Asia Energy says 40,000 people will be displaced, and has promised to build them new homes in purpose-built towns away from the site.
But the issue is complicated by the fact that many of those who will be displaced - the exact figure is disputed - are members of the Santal indigenous tribal people. Like most tribal groups in South Asia, they do not have any land deeds or other documents proving ownership of their land, but their families have lived on it for centuries. Many of the Santals fear they will miss out on being rehoused because they do not have the paperwork.
For them, the deforestation issue is important, too. Most still live traditional lives, cooking on firewood.
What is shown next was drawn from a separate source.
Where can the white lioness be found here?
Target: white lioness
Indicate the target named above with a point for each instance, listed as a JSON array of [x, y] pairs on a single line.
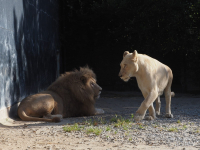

The mine's opponents say it will destroy 2.5 million trees; Asia Energy says it will destroy 800,000.
But Asia Energy says the protests have been politically motivated. "What you had was a lot of rent-a-crowd," said David Lenigas, a director of the company. "They were busing them in from Dhaka.
"The protests are being organised by a group that has connections to far-left political groups, and the opposition has seen an opportunity in them ahead of the elections. We've done surveys in the area and 95 per cent of the local people support the project."
The Bangladeshi government has been scrabbling to contain the discontent, insisting the project will go ahead as planned. Bangladesh suffers from drastic power shortages: there are daily six-hour power cuts in the business districts of Dhaka.
Until recently, the country generated all its electricity from gas, but its gas reserves are running out, and the government is desperate to tap its massive reserves of coal.